「観ている側も憂鬱になるほどの生きにくさ」ティエリー・トグルドーの憂鬱 りゃんひささんの映画レビュー(感想・評価)
観ている側も憂鬱になるほどの生きにくさ
51歳のエンジニア、ティエリー・トグルドー(ヴァンサン・ランドン)は働いていた工場が閉鎖されて失業して1年半になる。
職業安定所の紹介によりクレーン操縦士の資格を得たが、就職の目途はない。
彼には、パートで働く妻と、専門校への進学を目指す障害を抱えた息子がおり、まもなく失業手当が減額されてしまうから、生活は一層厳しくなる。
そんな中、ようやく得た職場はスーパーマーケットの監視員。
万引き客の摘発だけでなく、同僚の不正行為も摘発しなくてはならず、徐々に憂鬱さは増していく・・・
といったハナシを、ドキュメンタリータッチで描いていきます。
スーパーの現場で彼が目にするものは、愉快犯的な客の万引きや生活に窮した老人の万引き、レジ係のクーポン券のネコババやポイントの不正取得など。
事件の規模からすれば、かなり小さなもの。
しかし、原題「LA LOI DU MARCHE」(スーパーマーケットの規則)どおり、それらは小さいけれど、みな許されるべきものではない。
ただ、ティエリーからみれば、困窮した者のちょっとした出来心からの行為は、お目こぼしがあったもいいんじゃないか、とも思う。
規則規則で、人間の心が削られていると感じている。
そういう「生きにくさ」「生きづらさ」をひしひしと感じる映画である。
であるが、映画としては傑作・佳作とは言いづらい。
思うに、事実は写し取っているが、「映画的な真実(決定的な瞬間)」が欠けているように感じる。
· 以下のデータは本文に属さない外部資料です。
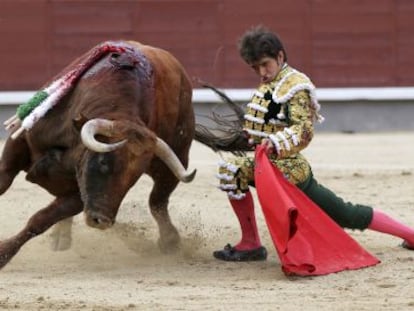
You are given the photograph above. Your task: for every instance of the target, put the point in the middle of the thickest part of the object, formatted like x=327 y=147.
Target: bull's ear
x=79 y=121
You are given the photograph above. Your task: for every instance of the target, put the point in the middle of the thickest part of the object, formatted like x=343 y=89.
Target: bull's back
x=173 y=94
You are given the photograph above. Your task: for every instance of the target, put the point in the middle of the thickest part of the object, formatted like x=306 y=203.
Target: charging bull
x=121 y=112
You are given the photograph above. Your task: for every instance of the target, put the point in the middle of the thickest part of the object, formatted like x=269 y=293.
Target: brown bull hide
x=139 y=105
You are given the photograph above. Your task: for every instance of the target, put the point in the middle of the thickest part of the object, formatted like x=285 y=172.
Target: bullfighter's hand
x=269 y=147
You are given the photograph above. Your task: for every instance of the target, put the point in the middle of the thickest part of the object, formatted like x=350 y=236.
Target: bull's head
x=110 y=166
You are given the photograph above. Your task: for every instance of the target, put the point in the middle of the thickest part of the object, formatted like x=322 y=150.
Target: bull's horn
x=99 y=126
x=164 y=152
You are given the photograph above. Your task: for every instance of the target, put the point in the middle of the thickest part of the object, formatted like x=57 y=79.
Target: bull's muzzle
x=98 y=220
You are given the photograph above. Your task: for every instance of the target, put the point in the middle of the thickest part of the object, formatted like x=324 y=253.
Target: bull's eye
x=103 y=164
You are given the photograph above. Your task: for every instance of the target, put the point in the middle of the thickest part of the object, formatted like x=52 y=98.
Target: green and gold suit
x=284 y=111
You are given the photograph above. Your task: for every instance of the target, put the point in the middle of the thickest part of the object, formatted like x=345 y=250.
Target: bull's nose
x=97 y=220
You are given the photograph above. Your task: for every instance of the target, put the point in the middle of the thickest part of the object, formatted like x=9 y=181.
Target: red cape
x=307 y=240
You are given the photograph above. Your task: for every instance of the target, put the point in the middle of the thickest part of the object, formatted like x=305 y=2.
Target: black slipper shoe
x=229 y=253
x=405 y=245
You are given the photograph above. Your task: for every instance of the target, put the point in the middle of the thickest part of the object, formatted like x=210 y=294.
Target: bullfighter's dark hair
x=259 y=42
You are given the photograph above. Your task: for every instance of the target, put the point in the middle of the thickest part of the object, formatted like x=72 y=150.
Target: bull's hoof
x=7 y=250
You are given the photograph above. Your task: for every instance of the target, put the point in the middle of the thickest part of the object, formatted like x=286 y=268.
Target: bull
x=129 y=113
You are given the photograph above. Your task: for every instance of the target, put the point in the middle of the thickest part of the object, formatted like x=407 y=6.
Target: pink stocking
x=381 y=222
x=244 y=210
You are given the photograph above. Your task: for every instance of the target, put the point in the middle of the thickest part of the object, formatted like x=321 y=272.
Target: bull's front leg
x=15 y=157
x=169 y=240
x=58 y=210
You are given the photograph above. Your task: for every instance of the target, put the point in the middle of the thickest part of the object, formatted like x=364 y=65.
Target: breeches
x=236 y=177
x=345 y=214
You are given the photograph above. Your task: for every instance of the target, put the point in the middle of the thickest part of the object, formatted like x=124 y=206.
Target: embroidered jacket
x=284 y=111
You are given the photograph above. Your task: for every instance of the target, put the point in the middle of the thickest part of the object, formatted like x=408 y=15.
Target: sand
x=122 y=268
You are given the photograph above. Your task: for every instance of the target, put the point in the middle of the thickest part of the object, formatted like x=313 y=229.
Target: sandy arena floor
x=122 y=268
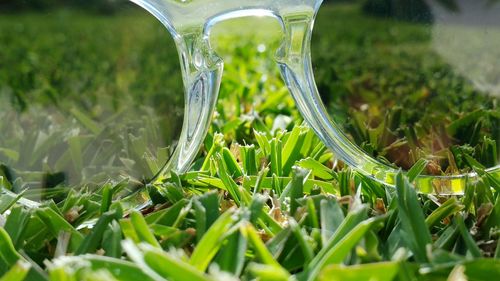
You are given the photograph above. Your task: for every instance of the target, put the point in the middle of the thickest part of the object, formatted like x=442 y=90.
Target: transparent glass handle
x=294 y=59
x=202 y=73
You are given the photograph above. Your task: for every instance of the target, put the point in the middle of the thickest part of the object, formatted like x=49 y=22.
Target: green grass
x=264 y=200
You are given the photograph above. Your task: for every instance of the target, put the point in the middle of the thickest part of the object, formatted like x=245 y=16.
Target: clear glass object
x=464 y=36
x=190 y=23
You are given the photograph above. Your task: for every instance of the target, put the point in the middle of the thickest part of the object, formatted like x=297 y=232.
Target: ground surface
x=265 y=199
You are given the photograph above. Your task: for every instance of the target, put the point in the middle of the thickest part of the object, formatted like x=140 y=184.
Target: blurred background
x=407 y=79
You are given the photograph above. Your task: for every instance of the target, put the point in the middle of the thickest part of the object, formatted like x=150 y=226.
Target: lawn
x=265 y=199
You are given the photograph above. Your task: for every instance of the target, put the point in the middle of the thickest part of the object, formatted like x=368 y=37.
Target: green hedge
x=104 y=6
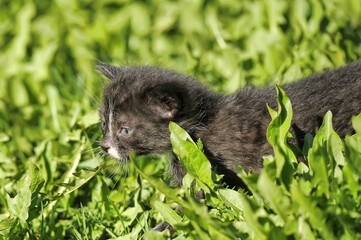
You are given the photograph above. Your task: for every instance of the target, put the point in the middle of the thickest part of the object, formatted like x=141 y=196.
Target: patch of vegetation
x=54 y=184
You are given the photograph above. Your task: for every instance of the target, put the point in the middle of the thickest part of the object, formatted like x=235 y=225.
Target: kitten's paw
x=163 y=226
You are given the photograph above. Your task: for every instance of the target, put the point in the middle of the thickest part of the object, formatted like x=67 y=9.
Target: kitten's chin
x=113 y=153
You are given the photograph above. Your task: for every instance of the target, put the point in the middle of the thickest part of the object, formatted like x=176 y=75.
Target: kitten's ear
x=107 y=70
x=165 y=100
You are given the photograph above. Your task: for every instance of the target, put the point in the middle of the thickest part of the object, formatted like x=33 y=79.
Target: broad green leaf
x=320 y=160
x=155 y=235
x=311 y=211
x=6 y=225
x=308 y=141
x=193 y=159
x=19 y=205
x=172 y=193
x=82 y=177
x=169 y=215
x=277 y=133
x=232 y=199
x=274 y=196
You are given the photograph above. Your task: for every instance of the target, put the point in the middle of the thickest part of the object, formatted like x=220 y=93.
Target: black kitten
x=139 y=103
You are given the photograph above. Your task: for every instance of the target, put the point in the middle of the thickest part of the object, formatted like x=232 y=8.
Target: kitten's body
x=232 y=127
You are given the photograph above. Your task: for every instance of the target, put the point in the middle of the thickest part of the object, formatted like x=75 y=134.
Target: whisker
x=93 y=149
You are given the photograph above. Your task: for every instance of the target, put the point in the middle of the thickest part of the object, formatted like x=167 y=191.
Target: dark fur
x=232 y=127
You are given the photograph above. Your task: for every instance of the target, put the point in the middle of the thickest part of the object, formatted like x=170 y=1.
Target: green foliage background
x=49 y=93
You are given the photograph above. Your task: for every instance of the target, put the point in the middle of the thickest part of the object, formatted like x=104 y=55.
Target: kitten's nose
x=104 y=146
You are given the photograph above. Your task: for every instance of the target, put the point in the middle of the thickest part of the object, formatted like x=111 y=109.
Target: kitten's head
x=138 y=105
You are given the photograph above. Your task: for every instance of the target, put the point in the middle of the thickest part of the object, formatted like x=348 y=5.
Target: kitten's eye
x=126 y=131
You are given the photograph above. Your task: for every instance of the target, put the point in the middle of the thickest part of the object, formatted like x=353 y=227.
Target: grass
x=55 y=185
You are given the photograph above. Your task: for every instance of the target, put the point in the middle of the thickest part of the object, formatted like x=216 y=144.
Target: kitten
x=140 y=101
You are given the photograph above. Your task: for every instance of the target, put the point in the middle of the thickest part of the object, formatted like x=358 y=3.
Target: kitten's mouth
x=113 y=153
同じように、社会の生きにくさ・生きづらさを描く監督にダルデンヌ兄弟がいるが、彼らが撮る映画には、主人公の決定的に輝く瞬間・転機の瞬間が描かれている。
この映画でも最後の最後、ティエリーはある種の決断をするのだが、その決断の内容は明らかでなく、観客にゆだねられている。
ゆだねられているが故に「いい映画」になる場合もあるが、この映画では、ひたすら憂鬱になるだけだ。
まぁ、それは観ている側のわたしが、ティエリーの決断行為を前向きにとらえていないからなのだけれど。
とはいえ、あまり憂鬱な気分なまま劇場を出るのは、あまりいただけない。